1-2-6- La parentalité

‘« Au fond, ce que veut souligner le concept de parentalité, c’est qu’il ne suffit ni d’être géniteur, ni d’être désigné comme parent pour en remplir toutes les conditions, encore faut-il « devenir parent », ce qui se fait à travers un processus complexe impliquant des niveaux conscients et inconscients du fonctionnement mental ». (D.Houzel, 2002, p.62)’

Le terme de parentalité est un mot récent dans le champ de la psychiatrie. Il a été introduit par R.Clément en 1985 à l’occasion d’un article paru dans la revue Le groupe familial. La parentalité est un processus au coeur de la périnatalité psychique et qui s’amorce avec le désir d’enfant.

La parentalité

‘« n'est pas une instance de la personnalité, mais plutôt un secteur de fonctionnement de celle-ci ; elle est à rapprocher du concept de relation d'objet, dont elle constitue un sous-ensemble particulier et essentiel : à savoir la relation d'objet à l'enfant, que celui-ci soit imaginaire ou réel » (S.Stoléru,1998).’

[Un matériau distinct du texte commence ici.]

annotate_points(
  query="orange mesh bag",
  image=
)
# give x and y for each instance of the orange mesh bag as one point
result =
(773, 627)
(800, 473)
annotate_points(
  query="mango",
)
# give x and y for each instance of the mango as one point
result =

D.Houzel dégage trois dimensions de la parentalité, étroitement imbriquées les unes aux autres : l’exercice de la parentalité, l’expérience et la pratique de la parentalité. Selon D.Houzel (Op.Cit), ce qui définit l’exercice de la parentalité dans nos sociétés de droit écrit sont les aspects juridiques de la parenté et de la filiation. Les liens sociaux sont régis par des règles de transmission, avec des liens complexes d’appartenance, d’alliance et de filiation.

L’expérience de la parentalité correspond aux vécus subjectifs, dans leur dimension consciente mais également inconsciente, liés à l’expérience du devenir parents. Cette expérience de la parentalité est étroitement en lien avec le désir d’enfant qui l’a inaugurée et « le processus de transition vers la parentalité , la parentification » (p.66).

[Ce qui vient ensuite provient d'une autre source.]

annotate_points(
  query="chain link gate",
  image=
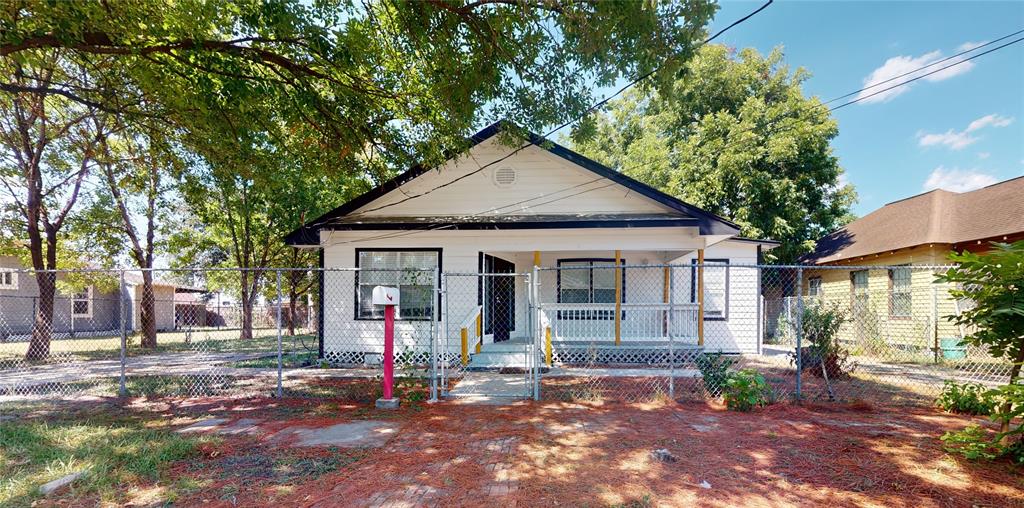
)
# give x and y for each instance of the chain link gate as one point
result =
(486, 346)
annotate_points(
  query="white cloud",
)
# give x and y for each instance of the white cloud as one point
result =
(955, 140)
(989, 120)
(967, 46)
(957, 180)
(898, 66)
(962, 139)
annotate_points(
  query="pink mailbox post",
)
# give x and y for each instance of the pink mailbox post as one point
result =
(388, 297)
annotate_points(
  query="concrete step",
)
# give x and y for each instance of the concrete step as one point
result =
(498, 360)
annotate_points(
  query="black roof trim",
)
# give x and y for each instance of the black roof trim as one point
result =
(526, 224)
(707, 221)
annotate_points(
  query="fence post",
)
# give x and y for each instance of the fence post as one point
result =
(935, 324)
(281, 363)
(434, 330)
(122, 390)
(535, 285)
(672, 336)
(800, 330)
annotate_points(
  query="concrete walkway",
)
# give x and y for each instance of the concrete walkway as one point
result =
(491, 387)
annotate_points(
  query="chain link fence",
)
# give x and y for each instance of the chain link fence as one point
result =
(584, 330)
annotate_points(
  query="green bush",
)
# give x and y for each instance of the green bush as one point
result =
(715, 371)
(967, 398)
(975, 442)
(745, 389)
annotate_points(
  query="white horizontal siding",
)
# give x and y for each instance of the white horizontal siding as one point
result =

Quant à la pratique de la parentalité, elle concerne tous les soins parentaux apportés à l’enfant, soins tout autant physiques que psychiques.

Les « nouvelles » formes d’accès à la parentalité qui se développent aujourd’hui avec les techniques médicales interrogent le lien entre la parentalité et le biologique. La mise en avant et la défense du lien biologique peut rapidement conduire à une désymbolisation du lien parental. Lorsque le devenir-parent se trouve en défaut d’appui sur l’expérience du corps, faut-il considérer que la parentalisation se trouve fragilisée, tant au plan intrapsychique qu’intersubjectif ? L’appel à un tiers médical et/ou social pour accéder au devenir-parent comporte-t-il un risque de fragilisation ? Comment penser un lien à l’enfant qui soit parental sans être biologique ?

Les couples rencontrés dans les unités de néonatologie ont souvent fait appel à des techniques reproductives spécifiques (c’est le cas pour une partie de notre échantillon). L’augmentation du taux de prématurité est en partie liée au développement de ces nouvelles techniques. Le taux de prématurité est cinq fois plus élevé chez les enfants issus de la procréation médicalement assistée (PMA) que dans la population générale (M.Dehan,1994).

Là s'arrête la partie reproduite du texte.